Aqui, só temas novos, não há espaço para standards de outros compositores – embora nos shows ao vivo da época ainda aparecessem versões muito peculiares de My Favorite Things e Naima (de Giant Steps, de 1959). Esses dois álbuns citados, e em um grau ainda maior A Love Supreme (1964), transformaram John Coltrane em uma celebridade internacional e ele poderia passar muitos anos repetindo a formação de quarteto e lotando show dos dois lados do Atlântico Norte.
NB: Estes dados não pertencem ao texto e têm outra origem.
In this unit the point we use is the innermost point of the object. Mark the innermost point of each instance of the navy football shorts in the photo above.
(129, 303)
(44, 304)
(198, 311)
Mas se repetir certamente não era o objetivo de John Coltrane, ele queria sempre fazer algo novo e desde 1961 já havia inovado em outras formações, seja com mais músicos ou com menos e, nesse caso, uma forma de bagunçar o coreto era com só dois instrumentistas tocando: Saxofone e Bateria/Percussão. Sem baixo e piano, os improvisos podiam seguir ainda mais livres: é assim, sozinho com Elvin Jones, que ele toca já em 1961 em alguns trechos da faixa Chasin’ the Trane do disco “Live at the Village Vanguard”. No ano seguinte, o piano também se calava na metade final de Traneing In ao vivo na Suécia, lançada no disco póstumo “Bye Bye Blackbird”, além de alguns trechos de Crescent, disco de 1964… Mas um disco inteiro de saxofone e percussões, só em Interstellar Space.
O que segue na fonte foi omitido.